On the ideal shapes of stalagmites

Stalagmites are column-like formations that rise from the floor of  caves. They are formed by the buildup of minerals deposited from water  dripping from the ceiling. The water dissolves minerals, such as calcium  carbonate, from the rock above. As the water drips down, it loses carbon  dioxide to the cave air. This causes the minerals to come out of  solution and precipitate onto the cave floor, slowly building up the  stalagmite.

Nearly sixty years ago, Franke formulated a mathematical model for the  growth of stalagmites. In this model, the local growth rate of a  stalagmite is proportional to the oversaturation of calcium ions in the  solution dripping down the stalagmite's surface. Franke postulated that - provided the physical conditions in the cave remain constant - after a  sufficiently long period, the stalagmite will assume an ideal shape,  which in later stages of growth will only move upwards without further change in its form. These conclusions were later confirmed in computer  simulations yet the mathematical form of this ideal shape was not  discovered.
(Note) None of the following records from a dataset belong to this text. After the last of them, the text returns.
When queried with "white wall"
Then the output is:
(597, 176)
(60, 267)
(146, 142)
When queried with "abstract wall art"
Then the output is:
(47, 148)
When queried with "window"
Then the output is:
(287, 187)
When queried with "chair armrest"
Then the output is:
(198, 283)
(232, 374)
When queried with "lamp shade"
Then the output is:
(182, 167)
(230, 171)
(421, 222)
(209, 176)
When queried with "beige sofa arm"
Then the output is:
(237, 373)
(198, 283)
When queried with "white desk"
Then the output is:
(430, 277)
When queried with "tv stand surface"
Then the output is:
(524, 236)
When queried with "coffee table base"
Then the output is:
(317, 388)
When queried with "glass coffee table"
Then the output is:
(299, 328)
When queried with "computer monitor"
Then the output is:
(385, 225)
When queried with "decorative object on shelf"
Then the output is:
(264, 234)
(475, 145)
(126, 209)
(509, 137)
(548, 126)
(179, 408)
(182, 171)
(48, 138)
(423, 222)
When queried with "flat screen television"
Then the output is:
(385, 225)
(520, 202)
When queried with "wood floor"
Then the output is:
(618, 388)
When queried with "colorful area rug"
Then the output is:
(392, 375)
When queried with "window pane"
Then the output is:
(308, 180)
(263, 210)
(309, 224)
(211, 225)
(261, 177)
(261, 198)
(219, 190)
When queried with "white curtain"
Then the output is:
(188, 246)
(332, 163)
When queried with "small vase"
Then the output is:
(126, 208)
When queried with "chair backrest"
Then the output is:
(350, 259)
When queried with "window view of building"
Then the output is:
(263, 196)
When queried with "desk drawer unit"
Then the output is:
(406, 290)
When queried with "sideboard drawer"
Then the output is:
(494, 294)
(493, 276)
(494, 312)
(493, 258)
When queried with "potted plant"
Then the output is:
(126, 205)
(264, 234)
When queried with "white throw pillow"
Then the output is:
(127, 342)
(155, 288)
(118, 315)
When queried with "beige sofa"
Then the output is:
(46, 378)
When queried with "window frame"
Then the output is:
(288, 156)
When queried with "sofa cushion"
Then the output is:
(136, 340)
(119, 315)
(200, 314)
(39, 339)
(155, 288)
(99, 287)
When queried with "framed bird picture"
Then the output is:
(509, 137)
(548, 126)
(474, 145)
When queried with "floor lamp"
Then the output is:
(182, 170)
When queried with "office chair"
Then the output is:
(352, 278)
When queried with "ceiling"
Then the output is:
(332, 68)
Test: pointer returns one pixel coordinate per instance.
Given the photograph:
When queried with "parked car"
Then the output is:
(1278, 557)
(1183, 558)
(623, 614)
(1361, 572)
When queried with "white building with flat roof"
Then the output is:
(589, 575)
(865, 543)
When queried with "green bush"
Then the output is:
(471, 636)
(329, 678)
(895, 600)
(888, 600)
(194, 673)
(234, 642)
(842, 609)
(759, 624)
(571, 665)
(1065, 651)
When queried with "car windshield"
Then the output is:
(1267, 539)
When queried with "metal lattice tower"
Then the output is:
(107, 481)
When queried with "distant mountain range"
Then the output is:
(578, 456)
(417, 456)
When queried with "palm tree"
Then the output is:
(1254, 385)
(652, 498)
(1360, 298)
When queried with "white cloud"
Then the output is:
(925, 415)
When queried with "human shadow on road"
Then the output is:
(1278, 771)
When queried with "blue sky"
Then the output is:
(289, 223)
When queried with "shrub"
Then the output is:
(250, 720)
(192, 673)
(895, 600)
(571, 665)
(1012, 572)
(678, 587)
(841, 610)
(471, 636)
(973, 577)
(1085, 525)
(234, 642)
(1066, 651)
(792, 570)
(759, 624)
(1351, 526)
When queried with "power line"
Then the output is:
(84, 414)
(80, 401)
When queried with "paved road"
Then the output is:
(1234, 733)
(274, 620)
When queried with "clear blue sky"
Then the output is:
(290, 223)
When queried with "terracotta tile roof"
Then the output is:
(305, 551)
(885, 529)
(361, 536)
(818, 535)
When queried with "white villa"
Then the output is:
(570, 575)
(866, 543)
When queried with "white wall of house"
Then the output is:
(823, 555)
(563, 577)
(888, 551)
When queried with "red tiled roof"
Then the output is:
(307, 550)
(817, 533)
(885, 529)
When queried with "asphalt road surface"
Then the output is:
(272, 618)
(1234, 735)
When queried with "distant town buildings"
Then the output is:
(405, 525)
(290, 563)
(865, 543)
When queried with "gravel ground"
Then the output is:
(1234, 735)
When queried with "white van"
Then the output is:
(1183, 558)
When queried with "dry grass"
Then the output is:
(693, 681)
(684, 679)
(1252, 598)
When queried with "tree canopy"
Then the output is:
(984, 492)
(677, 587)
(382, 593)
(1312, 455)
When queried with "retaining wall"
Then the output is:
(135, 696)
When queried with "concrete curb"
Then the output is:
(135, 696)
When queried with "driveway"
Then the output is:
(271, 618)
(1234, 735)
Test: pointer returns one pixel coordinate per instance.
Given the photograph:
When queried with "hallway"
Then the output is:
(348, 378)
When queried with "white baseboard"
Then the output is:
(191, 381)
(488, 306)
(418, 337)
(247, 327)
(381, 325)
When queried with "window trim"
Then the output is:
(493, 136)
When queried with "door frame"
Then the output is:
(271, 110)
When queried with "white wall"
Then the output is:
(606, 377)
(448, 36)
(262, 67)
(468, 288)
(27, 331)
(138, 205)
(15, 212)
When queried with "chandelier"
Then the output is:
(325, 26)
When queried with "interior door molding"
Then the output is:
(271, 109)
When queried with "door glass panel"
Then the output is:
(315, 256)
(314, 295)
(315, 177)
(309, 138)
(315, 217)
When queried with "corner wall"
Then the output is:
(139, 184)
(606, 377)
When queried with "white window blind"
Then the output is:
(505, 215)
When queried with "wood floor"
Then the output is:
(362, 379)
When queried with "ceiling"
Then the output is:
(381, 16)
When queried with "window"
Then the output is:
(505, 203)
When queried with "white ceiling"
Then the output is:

As we will show, Franke's model for stalagmite growth can be solved  analytically, finding invariant, Platonic forms of stalagmites that  could be observed in an "ideal cave", under constant physical conditions  and with a constant flow of water dripping from an associated stalactite. Interestingly, it turns out that the shape numerically found in previous numerical studies is just one of a whole family of solutions. These new solutions describe stalagmites with a flat area at  their peak of a certain fixed diameter, and conical stalagmites, with sharply pointed tops. All of these forms are observed in caves.